The good news, Newcastle fans, is that Krul will be going nowhere this offseason. With his contract signed, only a sale would prise him away from the sticks at St. James' Park. Here's why:



Granted, any rumored interest in Krul from Arsenal is almost completely speculative (I haven't been able to find anything on their interest from the past few months), but I thought Arsene Wenger deserved a word on why he won't invest in the Dutchman.

First, they have a development project of their own. Wojceich Szczesny has one of the lowest save percentages from any starting keeper that hopes to play on the continent, and is still characterized by the (admittedly regressing) number of mistakes in his game.

Clearly, he is some way off being one of the league's premier shot-stoppers, but at 22 he's younger even than Krul.

Arsenal have already invested money in his development, so there is no reason why they should part with £10 million for a different long-term project.

Add to that the fact Krul and some of the senior Arsenal players aren't likely to be each others' best man any time soon, and there are too many reasons for Arsenal to not invest.

Wenger is too smart for that.



The London-based club are generating (link via Mirror Football) the most serious transfer talk around Krul at this stage.

Before we go any further, it's worth remembering that Cech is still only 30, which makes him fairly young in goalkeeping terms. Tim Howard, Mark Schwarzer and Brad Friedel are all older than him and still performing at a high standard.

Schwarzer has a higher save percentage, Howard had a better season in terms of clean sheets, while Friedel had him covered in both.

If that wasn't enough to convince an owner to keep Cech around, his recent Champions League performances must have been.

Cech saved three penalties during the final (one of which was taken by Bastian Schweinsteiger) and blocked a Lionel Messi spot-kick at the Camp Nou.

When you think about it, it's not really as though Chelsea's most pressing need is a goalkeeper either.

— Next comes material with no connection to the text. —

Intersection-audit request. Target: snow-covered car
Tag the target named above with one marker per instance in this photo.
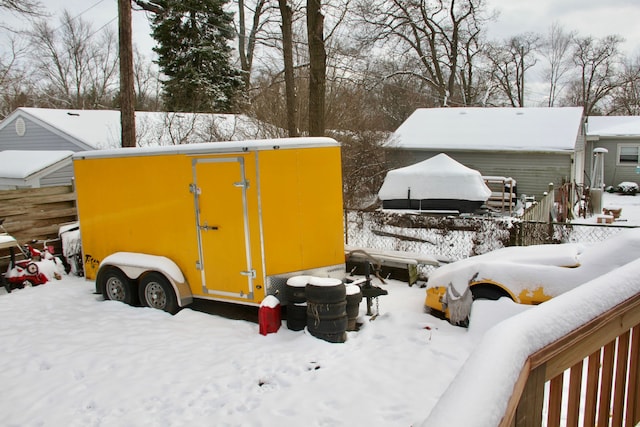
(526, 274)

A busy schedule to finish the season highlighted their lack of defenders (for me, they need to bring in someone who will be higher up in the pecking order than David Luiz and a better right back replacement than Jose Bosingwa) and the age of current stars like Frank Lampard and John Terry, both of whom should be replaced within a few years anyway.

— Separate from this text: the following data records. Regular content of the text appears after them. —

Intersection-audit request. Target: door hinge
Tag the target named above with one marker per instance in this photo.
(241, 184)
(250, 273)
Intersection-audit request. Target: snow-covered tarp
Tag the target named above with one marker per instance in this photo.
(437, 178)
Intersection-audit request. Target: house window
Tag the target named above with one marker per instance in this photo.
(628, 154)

Owner Roman Abramovich is apparently interested in hijacking the Manchester War for Eden Hazard.

Other alleged transfer interests currently include Hulk and Falcao.

In the transfer market, Chelsea have bigger fish to fry and a goalkeeper isn't an urgent enough priority for them to shell out large sums of money for Krul.


Tottenham Hotspur

I feel for Spurs, I really do.

The way they were bundled out of Champions League contention was harsh to say the least, especially given their existing troubles at keeper, striker and centre-back.

With Friedel too old to be a long-term option, Gomes too inconsistent and Carlo Cudicini not quite good enough, Krul would make an excellent choice for the (other) Londoners.

Even if Spurs had made the Champions League, I don't think they would have landed Krul.

The reason is simple economics: with the season Krul had at Newcastle, Mike Ashley has no reason to sell him. Tottenham, however, had a very strong reason to buy him.

In a negotiation like that, it's clear where the balance of power lies. Barring an almost astronomical bid, Ashley could easily push Krul's price up (with no need to sell at all) and test Spurs' maximum price.

Given the club has other priorities, it's easy to see them looking to the continent to find a cheaper player to bring in.

But now that Chelsea have stolen their UCL berth, they face a real battle to keep their top players with Luka Modric and Gareth Bale having already been lined up by other clubs.

Other players even have a disincentive to stay now, and they'll have a harder time keeping Emmanuel Adebayor and Rafael van der Vaart around next season.

It's a very similar story to Chelsea: they just have too many transfer issues to play hardball for a goalkeeper.